Not surprisingly, those efforts reached not only those low-income families who were newly eligible for Medi-Cal, but also hundreds of thousands who were already eligible but either had never enrolled or had lost their coverage because they hadn't kept up with the paperwork.
And now California officials find themselves in a situation they hadn't quite anticipated. More than 3.6 million additional Californians are now enrolled in Medi-Cal than had been just two years ago, a figure somewhat inflated by the fact that the previous Healthy Families program that provided coverage for kids was rolled into Medi-Cal.
For all those who enrolled who were newly eligible, the federal government under the Affordable Care Act is picking up 100 percent of the costs. But for those who were already eligible but not enrolled, the costs are split 50-50 between the state and federal governments.

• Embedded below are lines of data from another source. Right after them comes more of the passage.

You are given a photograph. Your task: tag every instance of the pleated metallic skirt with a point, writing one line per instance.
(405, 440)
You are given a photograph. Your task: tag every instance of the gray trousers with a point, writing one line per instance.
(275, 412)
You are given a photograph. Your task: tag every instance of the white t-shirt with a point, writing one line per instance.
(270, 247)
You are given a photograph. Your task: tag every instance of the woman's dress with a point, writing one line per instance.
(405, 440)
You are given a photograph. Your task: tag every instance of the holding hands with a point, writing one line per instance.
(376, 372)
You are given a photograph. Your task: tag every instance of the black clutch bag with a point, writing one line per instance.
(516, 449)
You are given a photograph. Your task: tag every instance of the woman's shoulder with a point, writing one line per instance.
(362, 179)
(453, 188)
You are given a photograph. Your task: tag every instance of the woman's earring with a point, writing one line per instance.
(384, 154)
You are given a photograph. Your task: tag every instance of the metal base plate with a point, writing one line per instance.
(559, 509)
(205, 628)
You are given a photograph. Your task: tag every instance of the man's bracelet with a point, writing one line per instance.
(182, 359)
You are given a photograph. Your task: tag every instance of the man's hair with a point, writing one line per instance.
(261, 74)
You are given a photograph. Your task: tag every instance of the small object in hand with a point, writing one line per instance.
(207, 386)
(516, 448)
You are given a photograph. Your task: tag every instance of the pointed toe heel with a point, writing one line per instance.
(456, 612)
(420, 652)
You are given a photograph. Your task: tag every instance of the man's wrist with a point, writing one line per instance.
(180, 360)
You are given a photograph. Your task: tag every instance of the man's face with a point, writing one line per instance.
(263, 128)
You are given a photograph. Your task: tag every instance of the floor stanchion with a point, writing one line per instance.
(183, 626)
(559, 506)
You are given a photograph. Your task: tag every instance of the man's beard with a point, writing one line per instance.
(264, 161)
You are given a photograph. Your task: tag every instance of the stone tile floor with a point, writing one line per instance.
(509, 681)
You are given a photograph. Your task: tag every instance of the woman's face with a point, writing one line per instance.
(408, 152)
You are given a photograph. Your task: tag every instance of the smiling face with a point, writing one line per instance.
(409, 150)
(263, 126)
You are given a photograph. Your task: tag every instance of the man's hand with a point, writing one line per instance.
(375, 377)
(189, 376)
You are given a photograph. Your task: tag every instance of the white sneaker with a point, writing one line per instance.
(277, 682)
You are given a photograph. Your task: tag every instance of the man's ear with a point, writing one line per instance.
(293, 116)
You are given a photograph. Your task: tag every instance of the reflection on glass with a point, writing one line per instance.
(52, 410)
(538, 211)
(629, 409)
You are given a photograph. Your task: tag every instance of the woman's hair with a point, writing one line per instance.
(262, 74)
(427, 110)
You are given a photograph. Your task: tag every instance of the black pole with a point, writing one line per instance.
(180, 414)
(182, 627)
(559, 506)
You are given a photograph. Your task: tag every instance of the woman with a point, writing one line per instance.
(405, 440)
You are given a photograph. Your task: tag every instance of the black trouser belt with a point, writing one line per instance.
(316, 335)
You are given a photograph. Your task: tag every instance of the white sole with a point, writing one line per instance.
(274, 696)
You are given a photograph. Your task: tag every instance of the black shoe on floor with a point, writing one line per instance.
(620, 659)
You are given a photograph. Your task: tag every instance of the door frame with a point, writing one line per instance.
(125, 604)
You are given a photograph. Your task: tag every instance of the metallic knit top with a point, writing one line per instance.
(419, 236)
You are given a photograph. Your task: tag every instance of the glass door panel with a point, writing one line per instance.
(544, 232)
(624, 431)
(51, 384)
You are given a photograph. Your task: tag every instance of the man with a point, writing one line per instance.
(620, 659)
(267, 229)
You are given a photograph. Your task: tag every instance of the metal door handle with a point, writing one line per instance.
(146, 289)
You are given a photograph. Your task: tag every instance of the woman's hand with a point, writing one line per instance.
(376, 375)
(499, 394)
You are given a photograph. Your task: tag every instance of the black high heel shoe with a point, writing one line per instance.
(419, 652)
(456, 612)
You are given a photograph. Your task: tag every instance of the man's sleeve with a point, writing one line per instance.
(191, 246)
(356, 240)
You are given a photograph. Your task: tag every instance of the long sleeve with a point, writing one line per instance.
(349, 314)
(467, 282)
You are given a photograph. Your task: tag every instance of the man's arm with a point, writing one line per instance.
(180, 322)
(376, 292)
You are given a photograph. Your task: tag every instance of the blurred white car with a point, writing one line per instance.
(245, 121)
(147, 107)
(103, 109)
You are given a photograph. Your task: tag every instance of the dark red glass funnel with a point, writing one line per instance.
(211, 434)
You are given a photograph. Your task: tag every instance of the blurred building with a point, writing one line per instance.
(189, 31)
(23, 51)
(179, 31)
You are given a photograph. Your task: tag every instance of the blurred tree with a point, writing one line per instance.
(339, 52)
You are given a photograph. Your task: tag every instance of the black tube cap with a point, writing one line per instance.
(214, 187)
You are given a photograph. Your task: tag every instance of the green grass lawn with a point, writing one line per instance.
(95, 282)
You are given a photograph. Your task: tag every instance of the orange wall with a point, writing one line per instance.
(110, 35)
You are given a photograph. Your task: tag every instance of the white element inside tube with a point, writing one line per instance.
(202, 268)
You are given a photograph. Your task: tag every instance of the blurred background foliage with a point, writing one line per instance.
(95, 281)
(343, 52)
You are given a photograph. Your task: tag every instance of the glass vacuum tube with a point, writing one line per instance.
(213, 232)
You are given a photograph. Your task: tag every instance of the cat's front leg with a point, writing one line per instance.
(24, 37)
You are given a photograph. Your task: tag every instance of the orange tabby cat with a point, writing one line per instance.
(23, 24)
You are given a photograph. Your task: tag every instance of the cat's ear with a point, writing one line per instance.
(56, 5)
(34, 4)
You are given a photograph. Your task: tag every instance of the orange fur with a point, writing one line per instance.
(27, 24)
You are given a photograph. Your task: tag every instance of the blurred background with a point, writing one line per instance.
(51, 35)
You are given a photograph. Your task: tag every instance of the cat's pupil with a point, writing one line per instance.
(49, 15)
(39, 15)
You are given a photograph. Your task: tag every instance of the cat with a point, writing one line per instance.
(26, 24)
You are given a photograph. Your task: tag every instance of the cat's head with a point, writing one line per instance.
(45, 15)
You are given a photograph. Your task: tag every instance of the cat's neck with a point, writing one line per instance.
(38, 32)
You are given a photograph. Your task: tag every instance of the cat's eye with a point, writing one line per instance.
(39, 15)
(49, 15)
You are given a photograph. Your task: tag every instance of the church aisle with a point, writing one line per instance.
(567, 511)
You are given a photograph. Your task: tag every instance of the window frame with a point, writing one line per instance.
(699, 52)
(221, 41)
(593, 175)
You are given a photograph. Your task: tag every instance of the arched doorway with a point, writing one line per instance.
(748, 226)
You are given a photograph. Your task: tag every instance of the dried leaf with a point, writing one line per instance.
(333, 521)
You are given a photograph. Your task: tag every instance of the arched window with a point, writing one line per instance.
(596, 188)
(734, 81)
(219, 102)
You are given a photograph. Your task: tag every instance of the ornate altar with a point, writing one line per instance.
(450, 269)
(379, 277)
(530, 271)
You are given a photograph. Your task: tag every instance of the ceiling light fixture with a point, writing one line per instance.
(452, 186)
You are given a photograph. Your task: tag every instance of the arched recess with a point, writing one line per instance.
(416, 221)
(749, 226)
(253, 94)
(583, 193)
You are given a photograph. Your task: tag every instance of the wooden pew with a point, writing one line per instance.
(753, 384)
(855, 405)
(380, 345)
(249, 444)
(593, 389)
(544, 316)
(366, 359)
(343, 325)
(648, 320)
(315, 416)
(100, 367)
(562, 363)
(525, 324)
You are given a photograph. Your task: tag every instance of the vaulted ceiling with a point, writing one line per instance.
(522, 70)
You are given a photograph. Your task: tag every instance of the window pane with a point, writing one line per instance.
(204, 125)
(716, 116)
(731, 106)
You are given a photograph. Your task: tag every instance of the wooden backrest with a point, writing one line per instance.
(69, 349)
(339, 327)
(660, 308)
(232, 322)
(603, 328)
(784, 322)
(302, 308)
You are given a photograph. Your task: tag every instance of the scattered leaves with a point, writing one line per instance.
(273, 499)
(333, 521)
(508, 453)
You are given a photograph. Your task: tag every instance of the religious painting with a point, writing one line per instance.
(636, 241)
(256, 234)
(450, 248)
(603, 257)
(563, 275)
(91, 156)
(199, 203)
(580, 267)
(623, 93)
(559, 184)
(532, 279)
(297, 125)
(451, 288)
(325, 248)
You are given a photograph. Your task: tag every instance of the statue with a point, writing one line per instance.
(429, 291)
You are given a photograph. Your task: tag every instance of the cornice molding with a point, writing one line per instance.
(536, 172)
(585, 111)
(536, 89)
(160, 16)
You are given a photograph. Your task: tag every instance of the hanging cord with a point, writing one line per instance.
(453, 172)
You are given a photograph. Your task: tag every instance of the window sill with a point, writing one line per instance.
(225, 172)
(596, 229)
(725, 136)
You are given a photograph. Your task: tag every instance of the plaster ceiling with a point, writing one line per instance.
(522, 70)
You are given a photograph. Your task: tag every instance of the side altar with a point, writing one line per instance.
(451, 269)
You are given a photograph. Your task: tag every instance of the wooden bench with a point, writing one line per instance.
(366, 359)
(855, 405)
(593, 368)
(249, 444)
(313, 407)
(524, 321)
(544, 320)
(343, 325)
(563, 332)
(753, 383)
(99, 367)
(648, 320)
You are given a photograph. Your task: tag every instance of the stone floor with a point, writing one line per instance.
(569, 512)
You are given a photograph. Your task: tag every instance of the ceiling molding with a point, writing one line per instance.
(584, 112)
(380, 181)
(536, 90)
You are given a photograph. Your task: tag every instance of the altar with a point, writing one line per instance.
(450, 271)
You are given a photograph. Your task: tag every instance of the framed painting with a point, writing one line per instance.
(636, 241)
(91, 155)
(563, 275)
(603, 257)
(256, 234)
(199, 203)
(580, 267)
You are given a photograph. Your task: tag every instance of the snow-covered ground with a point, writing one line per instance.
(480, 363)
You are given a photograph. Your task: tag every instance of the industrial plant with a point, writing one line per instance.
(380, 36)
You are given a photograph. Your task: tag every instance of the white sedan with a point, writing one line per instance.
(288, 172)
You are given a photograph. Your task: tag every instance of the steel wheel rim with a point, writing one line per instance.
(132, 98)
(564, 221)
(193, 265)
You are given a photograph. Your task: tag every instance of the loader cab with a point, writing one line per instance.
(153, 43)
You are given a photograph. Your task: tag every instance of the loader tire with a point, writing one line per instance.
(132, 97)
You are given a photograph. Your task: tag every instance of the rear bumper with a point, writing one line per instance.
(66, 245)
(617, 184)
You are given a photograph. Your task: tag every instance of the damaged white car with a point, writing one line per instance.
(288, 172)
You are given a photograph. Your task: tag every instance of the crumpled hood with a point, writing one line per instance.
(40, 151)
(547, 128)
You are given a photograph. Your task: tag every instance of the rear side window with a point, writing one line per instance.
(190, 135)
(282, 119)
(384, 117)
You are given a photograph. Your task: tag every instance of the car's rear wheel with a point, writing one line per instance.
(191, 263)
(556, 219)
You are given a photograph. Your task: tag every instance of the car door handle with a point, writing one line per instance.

The result, Gov. Jerry Brown said Tuesday as he released his revised state budget, is that Medi-Cal costs have gone up $2.4 billion over two years. One reason for the magnitude of that increase, he noted, is that the federal government limited the amount of paperwork states could require recipients to complete to establish and maintain their eligibility.
Brown administration officials said Tuesday they were surprised that 800,000 previously eligible recipients enrolled in Medi-Cal last year, a number than exceeded their projections by more than 300,000.
Anthony Wright, executive director of the advocacy group Health Access, said the numbers should not be seen as a surprise, but rather "a correction."
"People had been eligible but unenrolled for years," he said. "The state had been doing a good job of discouraging them, or at least not connecting with them."
Although Brown stressed that Medi-Cal costs are now higher than anticipated, he also asserted that it's a good thing that so many who previously had not insurance are now covered.
"This is not going to the middle class, it's not going to the rich," he said. "It's going to the people who are struggling the most."
It was clear at the Capitol on Tuesday that the increasing costs of Medi-Cal caught more than just administration officials off-guard.
"It was a real eye-opener for me, for others and for the governor," said Assemblyman Jeff Gorell, the lead Republican on the Budget Committee. "The challenge we are going to have is with this unexpected growth in health care spending."
In many ways, the costs reflected in Brown's new budget simply reveal the actual costs of an entitlement established decades ago - a policy decision that those at or near poverty should not go without medical care.
With high unemployment, coupled with wages that are low and stagnant, 30 percent of Californians now qualify for Medi-Cal.
As Gorell notes, that will create increasing challenges in the future as health care costs compete with schools, universities and other programs for general fund dollars.
Decisions will have to be made about whether to continue the entitlement, where to set the point of eligibility, how much taxes will be needed to pay for it.
Those are the hard questions. The answer never really was, and never should be again, to avoid them by burying the poor in paperwork.